La combinaison de ces arcs-doubleaux, fortement établis à l’intérieur et solidement maintenus par les murs très épais du circuit formant culée, est très particulière, car elle ne nécessite aucun arc de soutènement ni même de contrefort. Tournai n’a donc pas engendré Noyon, car, dans ce dernier édifice, les voûtes, construites sur croisée d’ogives, devaient être contrebutées par des contreforts ou des arcs apparents ou cachés, pour soutenir les poussées de ces voûtes au-dessus des arcs-doubleaux latéraux.
Mais ces dispositions ingénieuses n’avaient pas modifié le mode de soutènement suivi par les constructeurs du XIIᵉ siècle, même après l’adoption des voûtes sur croisée d’ogives, et qui consistaient en des contreforts, des murs ou des arcs dissimulés sous les toitures des collatéraux.
C’est à Soissons que nous voyons les premières applications d’un système architectonique, dont le caractère particulier est l’_arc-boutant_.
Le transsept sud de la cathédrale de Soissons procède évidemment de Noyon comme parti de construction déterminé par les bas côtés à deux étages et la
forme semi-circulaire; mais le voûtement sur croisée d’ogives dans les deux églises s’est affiné à Soissons.

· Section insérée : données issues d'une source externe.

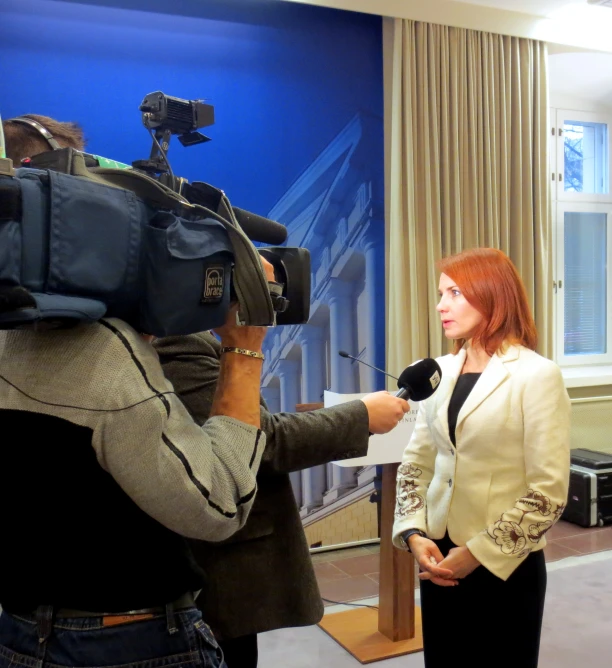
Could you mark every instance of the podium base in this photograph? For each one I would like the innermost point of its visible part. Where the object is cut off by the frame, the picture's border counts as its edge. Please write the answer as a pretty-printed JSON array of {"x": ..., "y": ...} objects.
[{"x": 357, "y": 631}]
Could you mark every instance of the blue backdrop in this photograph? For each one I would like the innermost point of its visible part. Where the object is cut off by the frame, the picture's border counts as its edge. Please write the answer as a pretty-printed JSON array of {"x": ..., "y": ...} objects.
[
  {"x": 284, "y": 79},
  {"x": 298, "y": 99}
]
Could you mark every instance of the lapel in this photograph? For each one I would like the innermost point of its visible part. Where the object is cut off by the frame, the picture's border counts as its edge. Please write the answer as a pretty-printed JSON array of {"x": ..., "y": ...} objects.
[
  {"x": 449, "y": 376},
  {"x": 494, "y": 374}
]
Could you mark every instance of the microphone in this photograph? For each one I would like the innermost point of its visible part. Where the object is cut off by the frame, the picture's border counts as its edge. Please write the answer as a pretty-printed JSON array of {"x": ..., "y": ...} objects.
[
  {"x": 420, "y": 380},
  {"x": 343, "y": 353},
  {"x": 258, "y": 228}
]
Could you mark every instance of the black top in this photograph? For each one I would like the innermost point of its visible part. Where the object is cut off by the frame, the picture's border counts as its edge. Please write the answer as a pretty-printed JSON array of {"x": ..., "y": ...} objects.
[{"x": 465, "y": 384}]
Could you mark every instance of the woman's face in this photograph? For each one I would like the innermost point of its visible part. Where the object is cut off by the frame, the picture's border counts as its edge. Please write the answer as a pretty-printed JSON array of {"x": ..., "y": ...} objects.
[{"x": 459, "y": 318}]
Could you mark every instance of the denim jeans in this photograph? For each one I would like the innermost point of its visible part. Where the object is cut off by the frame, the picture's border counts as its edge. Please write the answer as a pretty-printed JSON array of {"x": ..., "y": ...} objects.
[{"x": 179, "y": 639}]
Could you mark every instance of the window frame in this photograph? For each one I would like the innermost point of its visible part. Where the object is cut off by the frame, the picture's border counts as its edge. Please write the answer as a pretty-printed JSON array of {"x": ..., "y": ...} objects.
[
  {"x": 560, "y": 116},
  {"x": 559, "y": 211}
]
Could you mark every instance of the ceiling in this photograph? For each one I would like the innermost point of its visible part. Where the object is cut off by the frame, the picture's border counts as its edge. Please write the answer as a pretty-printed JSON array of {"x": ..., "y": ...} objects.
[{"x": 532, "y": 7}]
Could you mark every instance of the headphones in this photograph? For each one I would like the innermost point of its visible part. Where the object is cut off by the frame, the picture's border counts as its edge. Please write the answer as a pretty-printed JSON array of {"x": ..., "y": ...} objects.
[{"x": 41, "y": 129}]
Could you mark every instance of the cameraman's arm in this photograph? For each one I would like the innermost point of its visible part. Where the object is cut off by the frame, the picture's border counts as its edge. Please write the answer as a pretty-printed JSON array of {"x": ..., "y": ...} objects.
[
  {"x": 237, "y": 391},
  {"x": 197, "y": 481}
]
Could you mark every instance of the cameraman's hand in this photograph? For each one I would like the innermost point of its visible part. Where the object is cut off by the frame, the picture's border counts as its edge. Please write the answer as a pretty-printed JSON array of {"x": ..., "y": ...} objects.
[
  {"x": 240, "y": 336},
  {"x": 384, "y": 411}
]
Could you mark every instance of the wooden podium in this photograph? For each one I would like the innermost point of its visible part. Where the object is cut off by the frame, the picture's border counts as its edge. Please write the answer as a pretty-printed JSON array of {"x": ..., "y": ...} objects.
[{"x": 395, "y": 628}]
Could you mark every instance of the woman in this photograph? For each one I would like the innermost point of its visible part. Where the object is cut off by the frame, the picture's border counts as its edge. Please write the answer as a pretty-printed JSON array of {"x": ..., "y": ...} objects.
[{"x": 485, "y": 474}]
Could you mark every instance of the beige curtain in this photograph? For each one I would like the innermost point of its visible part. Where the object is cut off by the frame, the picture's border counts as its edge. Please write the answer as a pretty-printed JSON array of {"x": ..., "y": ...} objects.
[{"x": 466, "y": 119}]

Réduites à leur plus simple expression de force par la délicatesse _nerveuse_ de l’appareil, les voûtes n’en exercent pas moins fortement leurs poussées dans la partie qui se dégage au-dessus de la galerie haute.

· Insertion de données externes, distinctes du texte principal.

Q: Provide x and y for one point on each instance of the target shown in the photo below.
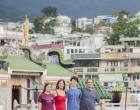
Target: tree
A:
(50, 11)
(119, 28)
(75, 30)
(38, 24)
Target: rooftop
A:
(22, 63)
(56, 70)
(48, 46)
(87, 56)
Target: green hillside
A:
(76, 8)
(11, 14)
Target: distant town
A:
(105, 49)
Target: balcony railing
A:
(107, 70)
(120, 55)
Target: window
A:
(72, 51)
(92, 70)
(113, 64)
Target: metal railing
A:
(22, 106)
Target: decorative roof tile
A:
(22, 63)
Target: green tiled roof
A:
(22, 63)
(129, 39)
(2, 71)
(56, 70)
(110, 77)
(119, 88)
(103, 93)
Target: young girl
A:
(60, 96)
(46, 100)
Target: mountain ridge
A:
(75, 8)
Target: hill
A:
(75, 8)
(11, 14)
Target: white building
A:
(83, 22)
(94, 41)
(137, 15)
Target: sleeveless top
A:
(60, 102)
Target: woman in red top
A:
(60, 96)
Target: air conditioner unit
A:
(126, 79)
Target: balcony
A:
(106, 70)
(116, 70)
(112, 55)
(120, 55)
(134, 55)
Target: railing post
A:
(32, 105)
(15, 103)
(139, 104)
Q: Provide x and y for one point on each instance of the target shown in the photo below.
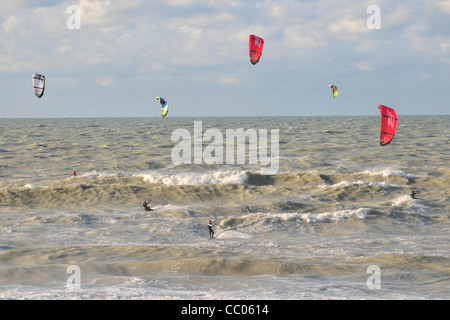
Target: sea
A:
(332, 220)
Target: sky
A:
(112, 58)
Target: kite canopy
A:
(333, 90)
(255, 46)
(164, 106)
(38, 81)
(388, 124)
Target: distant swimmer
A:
(211, 231)
(146, 207)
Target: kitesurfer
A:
(146, 207)
(211, 231)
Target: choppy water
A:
(338, 205)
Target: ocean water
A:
(335, 221)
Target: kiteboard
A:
(388, 124)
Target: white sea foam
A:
(189, 178)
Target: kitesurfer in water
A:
(146, 207)
(211, 231)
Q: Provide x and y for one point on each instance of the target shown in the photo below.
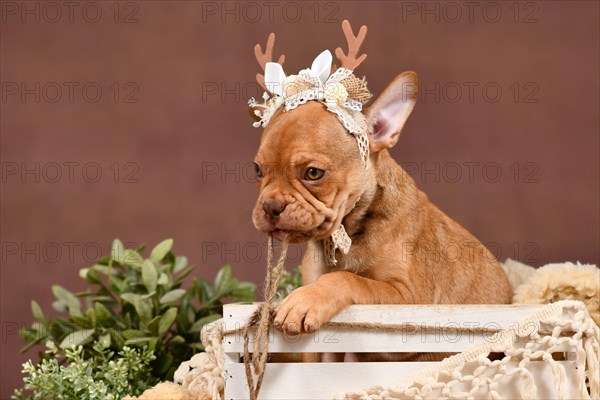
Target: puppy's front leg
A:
(313, 267)
(307, 308)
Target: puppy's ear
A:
(391, 110)
(252, 114)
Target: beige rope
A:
(262, 318)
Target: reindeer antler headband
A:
(339, 89)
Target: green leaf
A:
(172, 296)
(131, 297)
(138, 340)
(117, 250)
(133, 258)
(103, 316)
(105, 340)
(76, 338)
(117, 338)
(198, 325)
(103, 269)
(163, 279)
(152, 326)
(91, 315)
(163, 362)
(180, 263)
(37, 312)
(160, 250)
(149, 275)
(128, 334)
(152, 344)
(142, 306)
(167, 320)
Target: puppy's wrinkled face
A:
(309, 174)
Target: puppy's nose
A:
(273, 208)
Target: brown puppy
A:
(404, 249)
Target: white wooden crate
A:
(323, 380)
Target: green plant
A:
(106, 376)
(134, 302)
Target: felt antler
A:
(264, 58)
(351, 60)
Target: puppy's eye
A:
(313, 174)
(258, 170)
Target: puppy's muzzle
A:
(273, 208)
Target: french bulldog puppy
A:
(404, 249)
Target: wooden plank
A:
(410, 340)
(288, 381)
(315, 380)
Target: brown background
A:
(182, 149)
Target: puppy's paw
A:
(305, 310)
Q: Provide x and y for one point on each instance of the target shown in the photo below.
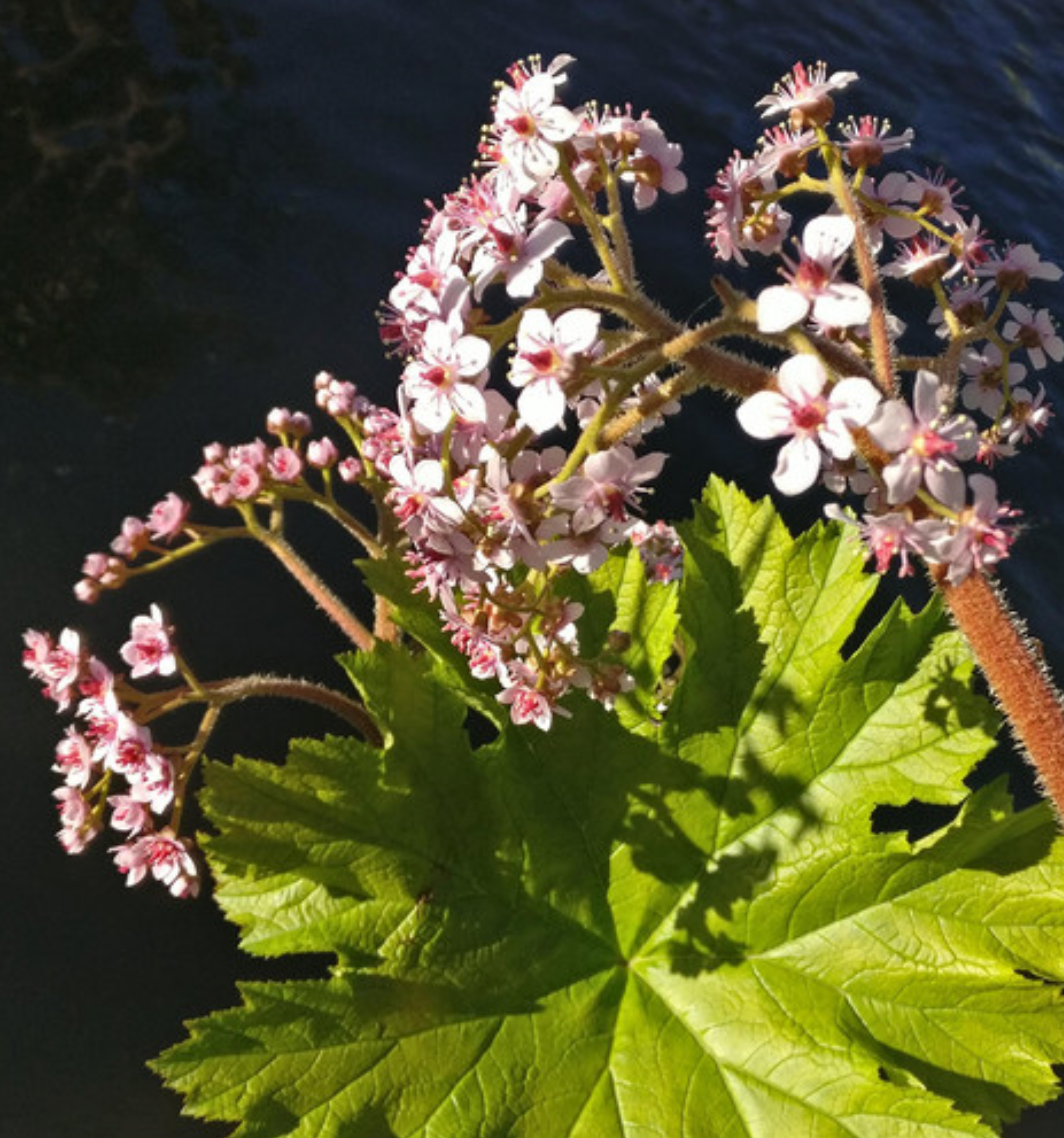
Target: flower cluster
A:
(109, 760)
(513, 459)
(850, 419)
(494, 518)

L’architecte de Soissons ne s’est pas contenté, comme à Noyon, de maintenir latéralement la voûte par des arcs intérieurs combinés avec les arcs-doubleaux du triforium, butant sur un contrefort qui vient épauler le flanc de la nef centrale, il a construit à l’extérieur des arcs libres, naissant au-dessus des combles du triforium, des contreforts, et divisant chacune des travées, c’est-à-dire des _arcs-boutants_, accusant franchement leur destination effective et leurs fonctions spéciales, qui sont de contrebuter les arcs et les voûtes intérieures aux points de leurs poussées.
L’arc-boutant, combiné avec la croisée d’ogives, en donnant l’essor à un système qui a créé d’immenses édifices qu’il faut admirer, étudier surtout, mais non refaire, prouve la merveilleuse habileté des architectes des XIIᵉ et XIIIᵉ siècles et en même temps les dangers d’un rationalisme--plus apparent que réel,--qu’ils ont poussé à son extrême limite en s’affranchissant de tout principe traditionnel
et, par conséquent, de toute autorité. Il semble que les constructeurs de ce temps, depuis Noyon, Soissons, Laon, Paris, Sens et Bourges, s’enhardissant à Reims, à Amiens, au Mans, jusqu’à la suprême folie architectonique de Beauvais, se soient ingéniés, en renchérissant les uns sur les autres, à créer des monuments aussi étonnants par leurs dimensions que par les problèmes d’équilibre qu’ils ont posés, sinon résolus.
CHAPITRE VI
ÉGLISES ET CATHÉDRALES DES XIIᵉ ET XIIIᵉ SIÈCLES.
L’étude des grands édifices du moyen âge est des plus attachantes, mais il faut convenir qu’elle est en même temps des plus difficiles. L’obscurité qui couvre l’origine de ces monuments est profonde et souvent impénétrable.
L’indécision sur la date de leur construction doit provenir de ce que la date de fondation d’un édifice est souvent prise pour celle de sa consécration; généralement il a été construit, puis simplement modifié plutôt que complètement réédifié sur le même emplacement consacré.